Babajide Y. Onanuga - Presenter, Tennessee Technological University
Joseph J. Biernacki, Tennessee Technological University
Understanding the rheology of particulate suspension is important in many industrial applications, including coatings, paints, food, pharmaceuticals, and cements and where pumping and extrusion are used, among others. For cement paste suspensions, it is rheology that is critical to its suitability for use in construction applications, including 3D printing. Rheology depends on a number of physical and chemical properties of the cement and the paste formed thereof. Furthermore, the way that the paste was processed matter, including how it was mixed and even the measuring conditions. Critically important is the need to separate the effects of these factors on the rheology of cement paste, which has been shown to depend not only on the shear history of the paste, but also on the age of the paste i.e., properties evolving with time, thus exhibiting time-dependent rheological behavior.

This work attempt to separate the contribution of one of the contributing chemical factors, hydration, from the overall evolution of time-dependent rheological behaviors in cement-based systems.
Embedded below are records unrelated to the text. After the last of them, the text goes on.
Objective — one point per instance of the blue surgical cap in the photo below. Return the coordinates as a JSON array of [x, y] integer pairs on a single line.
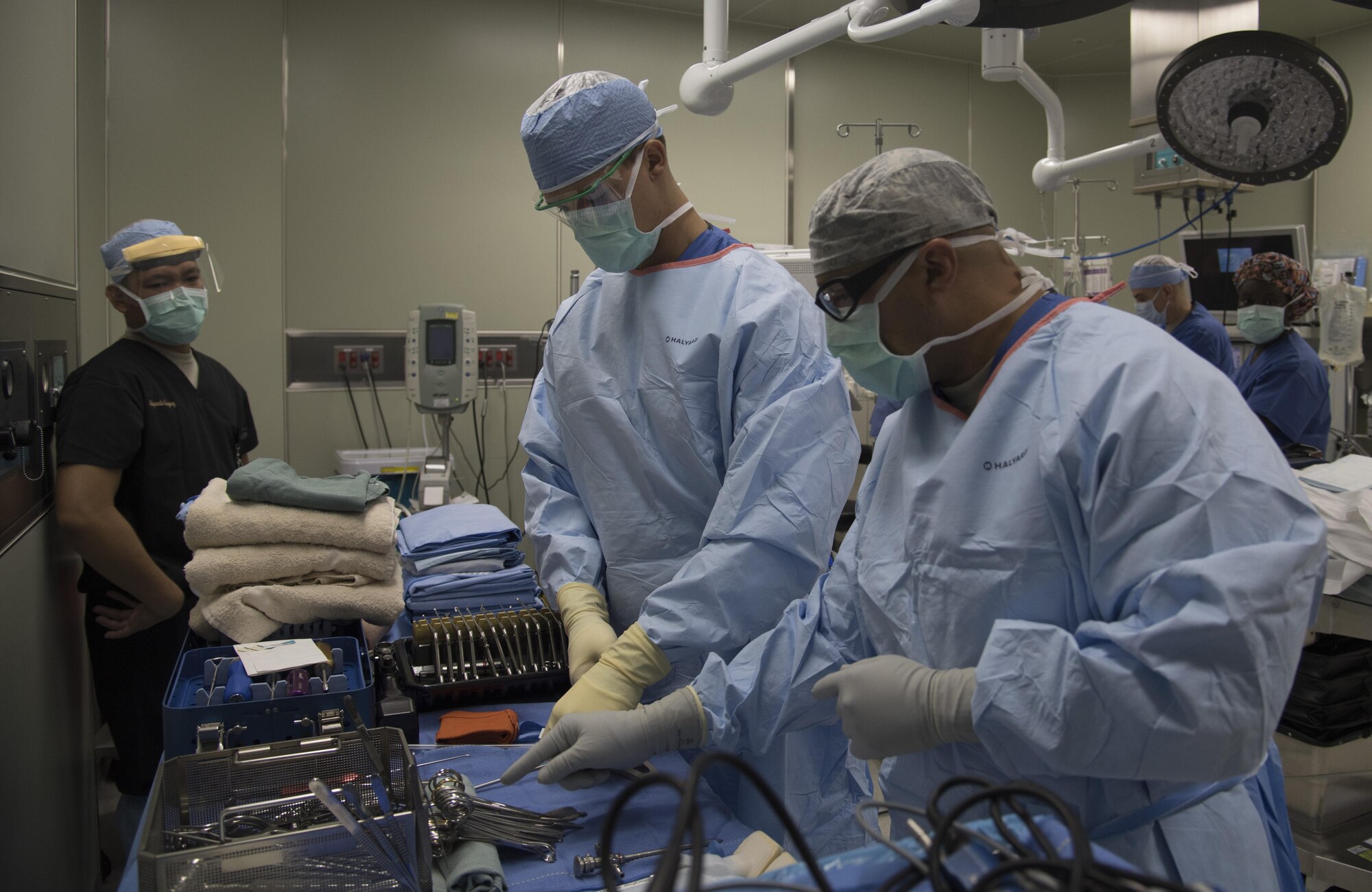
[[581, 124], [1157, 271], [131, 235]]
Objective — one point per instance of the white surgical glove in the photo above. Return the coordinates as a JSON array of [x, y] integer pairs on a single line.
[[892, 706], [585, 745], [587, 620]]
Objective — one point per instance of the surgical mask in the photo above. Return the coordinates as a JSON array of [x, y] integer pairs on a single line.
[[857, 341], [610, 235], [174, 317], [1150, 313], [1263, 324]]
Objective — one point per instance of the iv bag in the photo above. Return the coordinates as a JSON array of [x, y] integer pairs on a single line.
[[1343, 309]]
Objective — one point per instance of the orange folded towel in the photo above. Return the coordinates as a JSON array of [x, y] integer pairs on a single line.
[[478, 727]]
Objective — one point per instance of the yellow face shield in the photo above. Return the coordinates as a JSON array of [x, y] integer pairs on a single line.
[[167, 252]]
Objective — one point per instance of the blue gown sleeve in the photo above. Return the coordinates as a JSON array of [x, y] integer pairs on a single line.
[[765, 692], [1211, 345], [791, 466], [1198, 567], [1285, 398], [555, 516]]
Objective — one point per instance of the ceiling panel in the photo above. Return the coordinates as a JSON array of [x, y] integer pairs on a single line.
[[1090, 46]]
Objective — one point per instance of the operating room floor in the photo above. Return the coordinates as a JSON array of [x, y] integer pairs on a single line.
[[108, 796]]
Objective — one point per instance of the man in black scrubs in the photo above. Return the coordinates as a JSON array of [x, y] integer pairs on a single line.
[[143, 426]]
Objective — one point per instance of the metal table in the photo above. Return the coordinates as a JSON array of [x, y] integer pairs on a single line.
[[1325, 858]]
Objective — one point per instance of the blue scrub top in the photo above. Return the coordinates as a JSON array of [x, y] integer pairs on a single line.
[[1288, 386], [710, 242], [1205, 337]]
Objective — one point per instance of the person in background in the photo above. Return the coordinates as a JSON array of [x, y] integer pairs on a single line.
[[691, 445], [1163, 297], [1094, 574], [1284, 381], [143, 426]]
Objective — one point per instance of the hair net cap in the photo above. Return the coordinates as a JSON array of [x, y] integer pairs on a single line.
[[897, 200], [135, 234], [581, 124], [1286, 274], [1157, 271]]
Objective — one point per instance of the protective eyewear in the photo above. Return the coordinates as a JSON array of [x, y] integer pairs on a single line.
[[607, 190], [168, 252], [839, 297]]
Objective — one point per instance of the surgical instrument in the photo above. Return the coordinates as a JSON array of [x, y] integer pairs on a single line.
[[368, 744], [588, 866], [239, 686], [351, 823]]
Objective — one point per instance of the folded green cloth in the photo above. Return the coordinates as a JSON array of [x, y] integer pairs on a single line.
[[275, 482], [471, 866]]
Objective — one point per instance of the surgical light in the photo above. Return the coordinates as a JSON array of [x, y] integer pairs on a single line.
[[1255, 108]]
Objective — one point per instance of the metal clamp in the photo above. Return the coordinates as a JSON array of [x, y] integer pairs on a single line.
[[331, 721], [212, 736]]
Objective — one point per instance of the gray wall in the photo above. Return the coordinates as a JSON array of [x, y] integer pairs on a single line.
[[39, 152], [1344, 190], [51, 154], [352, 160]]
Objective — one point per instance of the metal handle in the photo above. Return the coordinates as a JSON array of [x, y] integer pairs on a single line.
[[248, 755], [265, 803]]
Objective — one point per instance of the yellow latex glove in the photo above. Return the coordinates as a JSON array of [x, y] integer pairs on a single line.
[[618, 681], [587, 619]]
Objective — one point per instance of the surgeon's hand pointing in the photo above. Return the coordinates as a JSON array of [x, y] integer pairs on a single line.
[[894, 706], [584, 747]]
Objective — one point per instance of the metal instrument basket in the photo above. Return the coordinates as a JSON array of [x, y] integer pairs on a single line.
[[495, 656], [271, 782]]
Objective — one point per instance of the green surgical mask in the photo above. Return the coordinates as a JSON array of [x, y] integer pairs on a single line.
[[172, 317], [857, 341], [1262, 323]]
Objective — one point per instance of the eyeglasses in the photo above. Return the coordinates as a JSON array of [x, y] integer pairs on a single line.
[[839, 297], [603, 191]]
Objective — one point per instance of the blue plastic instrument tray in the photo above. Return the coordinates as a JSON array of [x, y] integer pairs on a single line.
[[265, 718]]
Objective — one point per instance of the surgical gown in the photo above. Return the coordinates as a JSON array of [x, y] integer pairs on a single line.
[[1123, 553], [691, 449], [1205, 337], [1288, 386]]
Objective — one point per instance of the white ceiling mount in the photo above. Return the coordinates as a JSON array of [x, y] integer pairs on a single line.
[[709, 87], [1004, 60], [934, 13]]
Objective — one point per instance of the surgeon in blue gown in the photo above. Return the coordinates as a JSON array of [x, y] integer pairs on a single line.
[[1284, 381], [1163, 296], [1093, 570], [691, 444]]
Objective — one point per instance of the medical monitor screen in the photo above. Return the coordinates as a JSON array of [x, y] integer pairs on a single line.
[[441, 341], [1218, 258]]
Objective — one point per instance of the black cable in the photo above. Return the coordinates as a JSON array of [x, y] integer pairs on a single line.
[[1201, 202], [769, 795], [759, 884], [486, 404], [903, 881], [481, 456], [378, 401], [356, 416], [544, 334], [453, 439], [636, 786]]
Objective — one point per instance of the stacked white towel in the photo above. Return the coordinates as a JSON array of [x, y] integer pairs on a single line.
[[259, 566]]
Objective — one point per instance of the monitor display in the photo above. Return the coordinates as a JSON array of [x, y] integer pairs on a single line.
[[1216, 258], [441, 342]]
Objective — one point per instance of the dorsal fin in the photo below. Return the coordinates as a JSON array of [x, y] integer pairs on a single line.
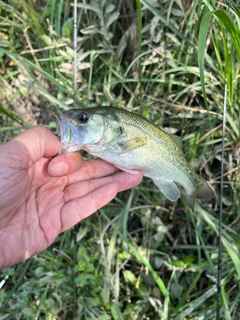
[[176, 139]]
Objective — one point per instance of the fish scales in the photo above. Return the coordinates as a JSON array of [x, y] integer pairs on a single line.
[[131, 142]]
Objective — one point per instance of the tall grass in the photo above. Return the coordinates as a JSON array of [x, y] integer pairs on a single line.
[[140, 257]]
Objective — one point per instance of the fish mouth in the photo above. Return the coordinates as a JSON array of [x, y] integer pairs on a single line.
[[68, 134]]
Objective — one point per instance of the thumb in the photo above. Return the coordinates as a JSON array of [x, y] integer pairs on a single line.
[[38, 142]]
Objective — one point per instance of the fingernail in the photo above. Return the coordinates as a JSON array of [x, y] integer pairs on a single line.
[[58, 169]]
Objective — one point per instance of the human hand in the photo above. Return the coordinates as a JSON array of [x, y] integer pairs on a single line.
[[41, 198]]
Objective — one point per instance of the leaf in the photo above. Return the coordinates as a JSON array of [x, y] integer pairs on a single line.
[[112, 18]]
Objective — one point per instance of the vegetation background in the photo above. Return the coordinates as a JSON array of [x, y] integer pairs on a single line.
[[140, 257]]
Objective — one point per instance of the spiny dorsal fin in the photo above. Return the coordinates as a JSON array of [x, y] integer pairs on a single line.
[[176, 139]]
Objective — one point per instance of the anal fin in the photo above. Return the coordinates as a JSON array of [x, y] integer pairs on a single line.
[[168, 188]]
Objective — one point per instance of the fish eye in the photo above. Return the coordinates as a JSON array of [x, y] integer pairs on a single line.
[[82, 117]]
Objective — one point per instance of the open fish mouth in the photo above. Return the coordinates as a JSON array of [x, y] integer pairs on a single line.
[[68, 135]]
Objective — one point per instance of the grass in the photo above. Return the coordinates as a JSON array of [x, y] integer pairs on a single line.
[[140, 257]]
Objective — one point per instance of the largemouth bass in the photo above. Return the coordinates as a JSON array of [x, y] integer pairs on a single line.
[[131, 142]]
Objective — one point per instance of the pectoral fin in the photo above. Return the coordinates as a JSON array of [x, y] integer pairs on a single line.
[[132, 144], [168, 188]]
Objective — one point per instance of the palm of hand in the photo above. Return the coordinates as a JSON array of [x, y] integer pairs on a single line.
[[38, 202]]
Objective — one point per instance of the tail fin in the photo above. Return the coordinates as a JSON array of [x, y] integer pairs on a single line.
[[203, 191]]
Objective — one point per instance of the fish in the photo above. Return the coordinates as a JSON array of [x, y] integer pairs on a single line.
[[131, 142]]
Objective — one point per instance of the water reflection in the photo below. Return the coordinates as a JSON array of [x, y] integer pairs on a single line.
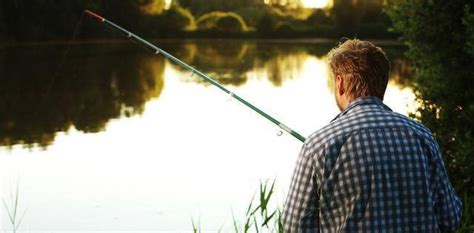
[[184, 151], [94, 85], [97, 83]]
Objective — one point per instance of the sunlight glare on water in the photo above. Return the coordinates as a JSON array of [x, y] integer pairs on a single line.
[[190, 154]]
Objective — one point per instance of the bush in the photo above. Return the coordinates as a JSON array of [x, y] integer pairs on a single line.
[[222, 21], [439, 36], [179, 19]]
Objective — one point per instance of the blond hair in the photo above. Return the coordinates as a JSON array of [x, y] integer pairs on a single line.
[[363, 66]]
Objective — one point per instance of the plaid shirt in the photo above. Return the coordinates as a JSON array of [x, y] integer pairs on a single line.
[[371, 170]]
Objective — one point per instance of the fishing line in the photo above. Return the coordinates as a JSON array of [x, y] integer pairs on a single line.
[[157, 50]]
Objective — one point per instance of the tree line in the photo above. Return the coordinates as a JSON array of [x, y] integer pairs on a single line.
[[39, 20]]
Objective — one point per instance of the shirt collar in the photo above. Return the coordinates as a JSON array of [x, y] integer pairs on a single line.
[[368, 100]]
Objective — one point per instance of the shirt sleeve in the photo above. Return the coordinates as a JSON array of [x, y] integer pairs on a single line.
[[300, 213], [448, 207]]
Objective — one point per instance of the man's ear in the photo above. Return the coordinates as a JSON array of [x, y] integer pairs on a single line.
[[340, 85]]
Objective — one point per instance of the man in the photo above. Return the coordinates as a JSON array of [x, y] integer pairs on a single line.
[[370, 169]]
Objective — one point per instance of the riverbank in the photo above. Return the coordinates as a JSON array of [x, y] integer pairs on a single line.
[[331, 41]]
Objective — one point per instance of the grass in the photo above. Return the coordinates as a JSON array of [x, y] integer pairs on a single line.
[[259, 216], [13, 210]]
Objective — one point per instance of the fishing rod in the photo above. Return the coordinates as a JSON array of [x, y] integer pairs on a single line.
[[157, 50]]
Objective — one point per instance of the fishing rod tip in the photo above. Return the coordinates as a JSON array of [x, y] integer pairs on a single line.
[[94, 15]]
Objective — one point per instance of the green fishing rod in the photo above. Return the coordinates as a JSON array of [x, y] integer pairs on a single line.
[[157, 50]]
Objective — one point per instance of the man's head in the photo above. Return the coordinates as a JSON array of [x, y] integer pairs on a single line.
[[359, 69]]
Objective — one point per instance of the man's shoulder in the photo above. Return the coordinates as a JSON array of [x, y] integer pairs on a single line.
[[366, 119]]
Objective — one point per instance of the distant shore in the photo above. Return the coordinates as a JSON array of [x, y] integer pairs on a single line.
[[382, 42]]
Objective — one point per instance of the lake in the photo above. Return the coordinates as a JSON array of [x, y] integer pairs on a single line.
[[109, 137]]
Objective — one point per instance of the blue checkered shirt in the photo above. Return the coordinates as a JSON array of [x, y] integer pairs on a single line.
[[371, 170]]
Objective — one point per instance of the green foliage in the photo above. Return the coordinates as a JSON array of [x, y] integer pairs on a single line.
[[439, 35], [318, 17], [222, 21], [260, 216], [347, 14]]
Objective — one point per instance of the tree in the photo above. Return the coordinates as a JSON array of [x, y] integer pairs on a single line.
[[440, 39]]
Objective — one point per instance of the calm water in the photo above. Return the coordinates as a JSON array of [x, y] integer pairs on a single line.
[[114, 138]]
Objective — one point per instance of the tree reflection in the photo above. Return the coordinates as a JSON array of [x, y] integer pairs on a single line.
[[96, 84], [100, 82]]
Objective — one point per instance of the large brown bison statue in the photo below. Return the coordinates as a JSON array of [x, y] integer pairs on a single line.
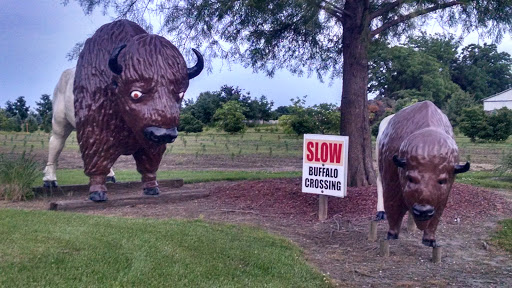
[[128, 89], [418, 160]]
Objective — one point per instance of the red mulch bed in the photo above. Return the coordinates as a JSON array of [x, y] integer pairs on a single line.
[[284, 197]]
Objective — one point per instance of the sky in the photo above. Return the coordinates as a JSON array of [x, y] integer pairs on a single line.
[[36, 35]]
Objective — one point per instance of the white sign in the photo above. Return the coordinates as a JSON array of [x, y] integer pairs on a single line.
[[324, 167]]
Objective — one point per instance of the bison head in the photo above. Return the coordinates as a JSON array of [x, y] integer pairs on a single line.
[[428, 162], [149, 83]]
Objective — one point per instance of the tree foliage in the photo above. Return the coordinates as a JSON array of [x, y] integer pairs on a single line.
[[472, 122], [323, 118], [483, 71], [18, 108], [189, 124], [497, 126], [208, 102], [44, 110]]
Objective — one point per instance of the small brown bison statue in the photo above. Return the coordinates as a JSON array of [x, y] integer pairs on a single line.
[[128, 90], [418, 160]]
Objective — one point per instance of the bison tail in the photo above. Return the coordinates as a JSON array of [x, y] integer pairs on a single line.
[[196, 70]]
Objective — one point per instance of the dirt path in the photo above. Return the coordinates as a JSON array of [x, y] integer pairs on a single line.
[[339, 247]]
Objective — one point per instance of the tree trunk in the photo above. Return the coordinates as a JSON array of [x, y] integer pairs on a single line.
[[354, 102]]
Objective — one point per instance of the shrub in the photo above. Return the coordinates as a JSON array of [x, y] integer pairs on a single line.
[[505, 164], [499, 126], [472, 122], [190, 124], [17, 174], [31, 124], [230, 117]]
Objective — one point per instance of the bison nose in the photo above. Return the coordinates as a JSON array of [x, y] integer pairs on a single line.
[[160, 135], [423, 212]]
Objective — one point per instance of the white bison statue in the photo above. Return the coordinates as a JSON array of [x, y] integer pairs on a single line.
[[63, 123]]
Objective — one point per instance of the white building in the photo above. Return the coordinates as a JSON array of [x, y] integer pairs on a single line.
[[497, 101]]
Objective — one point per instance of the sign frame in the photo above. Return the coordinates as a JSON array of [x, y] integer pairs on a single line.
[[324, 166]]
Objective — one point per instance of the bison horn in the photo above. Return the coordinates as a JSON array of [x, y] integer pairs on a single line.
[[114, 66], [196, 70], [399, 162], [461, 168]]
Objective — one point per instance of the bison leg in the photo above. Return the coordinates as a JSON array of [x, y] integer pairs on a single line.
[[97, 169], [429, 234], [395, 222], [381, 214], [60, 132], [111, 177], [147, 164]]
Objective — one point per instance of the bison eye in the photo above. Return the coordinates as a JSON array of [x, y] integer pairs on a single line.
[[412, 179], [442, 181], [136, 94]]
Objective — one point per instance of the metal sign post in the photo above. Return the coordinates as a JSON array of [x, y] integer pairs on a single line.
[[324, 169]]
The effect of shear history and apparent particle size distribution of two solids, a Type I-II hydraulic portland cement and non-hydraulic silicon carbide surrogate, was studied. The rheological behavior of their respective pastes in deionized water, 0.15% superplasticizer solution, and 0.15% ammonium polymethacrylate solution was determined and compared. Contrary to the earlier suggestions that the thixotropic to anti-thixotropic transition of cement paste might be due largely to hydration related structural buildup, these comparative results show that particle-association or flocculation-de-flocculation related structural changes might be equally as significant.